Additionally, you can also soak your trays in mouthwash or something similar. Make sure that whichever brand you’re using CONTAINS alcohol, or else it won’t kill any germs. The alcohol in the mouthwash makes it an antiseptic mouthwash - the kind that stops the growth of microorganisms.
Don’t forget to take the same level of care with your retainer case! When you take your aligners out, it is best to rinse them thoroughly with plenty of cold water before you put them back in the case for safe keeping. No matter how diligent you are with this, it’s likely that germs from your mouth are still being transferred into your case. In times of pandemic, it is a best practice to disinfect your retainer case on the daily. Again - dish soap and warm water is all you need to do this, but other household cleaners will also do the trick, so long as they are “food surface safe”.
Clean your chewies regularly! We’ve discussed in previous blog posts how we feel about the unsanitary nature of re-usable chewies. If you are using them, make sure you are cleaning them. Stainless steel straw brushes are great for getting inside that germ-ridden hollow part of the tube!
And it goes without saying, but since you’re wearing removable retainers, you’ll need to be extra vigilant about washing your hands. Rather than popping them out with your fingers, use a hands-free tool like OrthoKey to minimize the amount of hand to mouth contact. And then once they come out, they either go into the cleaning protocol or into a sanitized retainer case. No exceptions.
Additional Advice About Wearing Clear Aligners During A Pandemic
What if your attachment breaks? Keep in mind that the attachments (tooth colored bumps on your teeth) are there for the plastic to push against in order to more effectively move your teeth. If you are currently stuck at home and an attachment falls off, don’t worry. While it is important to inform your provider that one of your attachments has broken, it will not hurt your teeth or regress your treatment if you continue to wear your trays as prescribed until your next visit. A broken attachment is no reason to not wear your trays!

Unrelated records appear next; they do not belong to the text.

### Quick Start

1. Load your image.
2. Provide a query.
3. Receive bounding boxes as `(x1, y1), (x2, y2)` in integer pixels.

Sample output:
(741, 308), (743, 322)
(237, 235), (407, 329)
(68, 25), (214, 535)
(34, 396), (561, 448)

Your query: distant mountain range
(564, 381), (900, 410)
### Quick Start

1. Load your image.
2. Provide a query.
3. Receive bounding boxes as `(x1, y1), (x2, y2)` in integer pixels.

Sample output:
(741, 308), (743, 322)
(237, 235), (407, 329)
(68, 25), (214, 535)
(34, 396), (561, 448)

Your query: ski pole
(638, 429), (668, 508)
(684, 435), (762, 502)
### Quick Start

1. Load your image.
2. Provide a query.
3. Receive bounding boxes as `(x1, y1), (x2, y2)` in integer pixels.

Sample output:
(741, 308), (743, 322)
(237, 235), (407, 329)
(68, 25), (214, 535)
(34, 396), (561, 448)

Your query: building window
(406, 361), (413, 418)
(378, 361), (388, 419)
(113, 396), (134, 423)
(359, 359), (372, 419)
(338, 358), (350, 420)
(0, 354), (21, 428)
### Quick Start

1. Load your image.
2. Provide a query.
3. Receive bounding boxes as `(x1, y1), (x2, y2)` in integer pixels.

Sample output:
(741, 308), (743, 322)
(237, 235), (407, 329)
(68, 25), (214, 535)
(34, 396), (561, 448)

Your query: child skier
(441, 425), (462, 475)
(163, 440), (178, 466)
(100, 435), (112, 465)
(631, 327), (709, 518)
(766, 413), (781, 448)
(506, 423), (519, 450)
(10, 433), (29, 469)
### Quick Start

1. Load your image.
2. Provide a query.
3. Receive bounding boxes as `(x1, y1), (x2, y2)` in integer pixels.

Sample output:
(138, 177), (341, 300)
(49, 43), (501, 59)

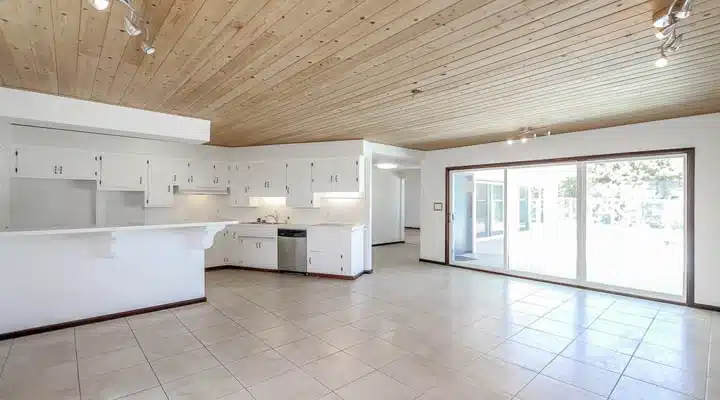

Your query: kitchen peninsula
(0, 221), (237, 338)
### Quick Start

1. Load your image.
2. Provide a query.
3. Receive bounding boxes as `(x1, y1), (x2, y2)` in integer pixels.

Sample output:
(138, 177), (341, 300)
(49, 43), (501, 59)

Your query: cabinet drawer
(230, 225), (277, 239)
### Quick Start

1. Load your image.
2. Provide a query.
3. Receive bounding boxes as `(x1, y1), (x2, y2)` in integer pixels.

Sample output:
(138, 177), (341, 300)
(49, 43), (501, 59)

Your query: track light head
(142, 42), (155, 55)
(675, 0), (693, 19)
(89, 0), (110, 11)
(124, 12), (142, 36)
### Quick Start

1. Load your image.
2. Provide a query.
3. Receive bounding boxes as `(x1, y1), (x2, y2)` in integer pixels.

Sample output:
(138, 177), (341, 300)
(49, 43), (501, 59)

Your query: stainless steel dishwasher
(278, 229), (307, 273)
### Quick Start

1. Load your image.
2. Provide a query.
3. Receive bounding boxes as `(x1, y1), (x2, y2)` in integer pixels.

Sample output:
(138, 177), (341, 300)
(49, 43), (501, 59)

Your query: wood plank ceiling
(0, 0), (720, 149)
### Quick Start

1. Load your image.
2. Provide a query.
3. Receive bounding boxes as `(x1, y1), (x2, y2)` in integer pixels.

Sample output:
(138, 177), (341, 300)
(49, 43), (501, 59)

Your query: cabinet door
(228, 163), (251, 207)
(285, 160), (315, 208)
(98, 154), (148, 191)
(333, 157), (362, 192)
(310, 158), (337, 193)
(12, 146), (98, 180)
(145, 158), (175, 207)
(264, 161), (287, 197)
(249, 163), (269, 197)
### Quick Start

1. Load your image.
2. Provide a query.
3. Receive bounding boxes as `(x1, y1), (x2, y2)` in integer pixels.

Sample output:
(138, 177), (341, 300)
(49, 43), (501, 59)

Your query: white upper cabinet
(285, 160), (315, 208)
(175, 160), (227, 192)
(98, 153), (148, 191)
(145, 157), (176, 207)
(312, 157), (364, 193)
(250, 161), (287, 197)
(11, 146), (98, 180)
(227, 163), (251, 207)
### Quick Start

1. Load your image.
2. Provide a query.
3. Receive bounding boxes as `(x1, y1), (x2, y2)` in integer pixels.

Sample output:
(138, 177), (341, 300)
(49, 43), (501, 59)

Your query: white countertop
(0, 219), (238, 238)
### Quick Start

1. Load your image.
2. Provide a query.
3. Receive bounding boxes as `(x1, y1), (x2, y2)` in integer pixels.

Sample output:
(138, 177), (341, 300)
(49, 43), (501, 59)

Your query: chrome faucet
(261, 210), (280, 224)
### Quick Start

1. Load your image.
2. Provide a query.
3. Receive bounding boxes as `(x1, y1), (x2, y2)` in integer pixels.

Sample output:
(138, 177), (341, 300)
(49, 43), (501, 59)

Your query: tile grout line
(124, 313), (172, 399)
(607, 309), (661, 399)
(73, 328), (82, 399)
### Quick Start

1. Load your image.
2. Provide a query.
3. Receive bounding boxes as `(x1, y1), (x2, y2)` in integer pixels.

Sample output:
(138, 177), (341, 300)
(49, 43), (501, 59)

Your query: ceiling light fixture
(375, 163), (397, 169)
(89, 0), (110, 11)
(125, 11), (142, 36)
(88, 0), (155, 55)
(142, 42), (155, 55)
(675, 0), (693, 19)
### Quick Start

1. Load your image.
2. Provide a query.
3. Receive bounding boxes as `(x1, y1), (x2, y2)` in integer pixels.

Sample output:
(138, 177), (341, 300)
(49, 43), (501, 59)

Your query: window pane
(587, 156), (685, 296)
(508, 164), (577, 279)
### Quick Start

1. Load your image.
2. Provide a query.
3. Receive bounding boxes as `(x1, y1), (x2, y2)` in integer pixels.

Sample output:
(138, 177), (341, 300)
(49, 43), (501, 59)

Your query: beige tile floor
(0, 239), (720, 400)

What if your aligner has a crack or a small tear? If you are in the middle of your treatment and have more aligners on hand, a small crack or tear in your current aligner shouldn’t be a huge deal. The best way to handle a crack or tear is to make the aligner last as long as you can. Handle the tray with care whenever you’re inserting or removing it. Be gentle when cleaning it. And take it easy on the chewing exercises.
If this is your final aligner (and only if the tear or crack in your aligner is small and the tray still fits properly on your teeth), continue to wear the tray nightly until you are able to be seen, or are able to get a replacement from your provider. A simple way to prevent the new tear from irritating your mouth, is by using a nail file to smooth any sharp edges. Dental wax may also be useful - but apply it with clean hands only!
Be extra careful when taking a damaged aligner out of your mouth so as not to create any more damage. Our providers recommend using multiple points of contact (i.e. two fingers on each side of the tray) to minimize any flexing of the plastic when removing it.
Remember, always contact your provider or specialist before you do anything else. Just like you, they’re working from home, and will still be around to answer any questions and concerns you may have. And just because the world is on hold right now doesn’t mean your alignment plan is, too. You’ve been working too hard and for too long to let things slip now, and eventually when things get back to some semblance of normal, your brand new smile will brighten everyone’s day!